Auteur : Vincent Bessières
(mise à jour : août 2005)
Accueil / Portraits de jazzmen / Portrait de Jean-Pierre Drouet
Jean-Pierre Drouet (1935-)
Je suis devenu percussionniste parce que la percussion tient un rôle prééminent dans toutes les musiques les plus passionnantes de notre temps. Elle m’a permis de pénétrer et pratiquer les genres les plus divers : jazz, music-hall, musique contemporaine, musiques orientales, etc
. Jean-Pierre Drouet est un irrésistible touche-à-tout. Sous ses doigts, les objets détournés, les ustensiles façonnés ou les instruments extra-européens transfigurés deviennent d’incroyables pourvoyeurs de sonorités aussi surprenantes que poétiques.
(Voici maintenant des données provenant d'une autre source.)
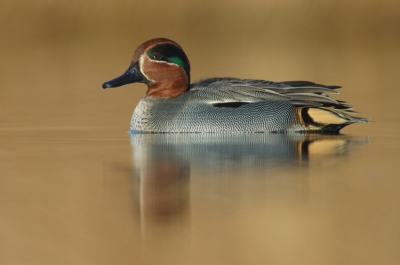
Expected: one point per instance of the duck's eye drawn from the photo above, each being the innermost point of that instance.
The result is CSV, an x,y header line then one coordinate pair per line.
x,y
156,56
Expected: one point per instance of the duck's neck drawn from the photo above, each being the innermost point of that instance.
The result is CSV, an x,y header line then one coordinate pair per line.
x,y
167,88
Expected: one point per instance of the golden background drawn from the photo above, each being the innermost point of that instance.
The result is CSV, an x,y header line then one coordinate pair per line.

Né en 1935, autodidacte, Drouet a largement contribué à élargir la gamme des percussions traditionnellement admises dans les orchestres, faisant preuve d’une fantaisie imaginative sans limite dans l’art du bruitage. Il a parcouru toutes les aires où sa science empirique des rythmes et des sons pouvait s’accomplir : la musique contemporaine (Berio, Stockhausen, Xenakis, Aperghis, etc.), la danse (avec les chorégraphes Brigitte Lefèvre, Jean-Claude Gallota, Stéphanie Aubin et François Verret ), le théâtre, le jazz (il est aussi batteur), le music-hall burlesque, la musique improvisée ou expérimentale, les musiques de scène… Qu’il œuvre avec les Percussions de Strasbourg ou le percussionniste africain Adama Dramé, Jean-Pierre Drouet manifeste un savoir protéiforme qui se décline en une langue universelle. Crépitements, frottements et bruissements des percussions, sifflements auxquels se mêlent des raclements vocaux, les sons qu’il produit depuis sa table (à l’aide de chaînes, de baguettes, de lames, de pierres détournées, etc.) ou qu’il puise dans son inépuisable collection d’instruments sont d’une infinie variété. Verre, pierre, fer, peau, bois, toutes les matières grincent ou chantent entre ses mains. Naturelles ou fabriquées comme les machineries de Claudine Brahem, les sonorités organiques du quotidien sont détournées ou transposées jusqu’à s’en trouver métamorphosées. Son corps tout entier devient « machine à musique » dans une performance improvisée et théâtralisée aussi visuelle que sonore. Dans le jazz, on le retrouve logiquement aux côtés des musiciens héritiers de l’hyper-expressivité du free jazz, sensibles à la « naïveté » des folklores et attentifs aux « textures sonores » : Michel Portal, Louis Sclavis, Henri Texier, Claude Barthélemy, Fred Frith, Marc Ducret… Compositeur, Jean-Pierre Drouet est l’auteur de pièces répétitives où l’humour le dispute à la poésie.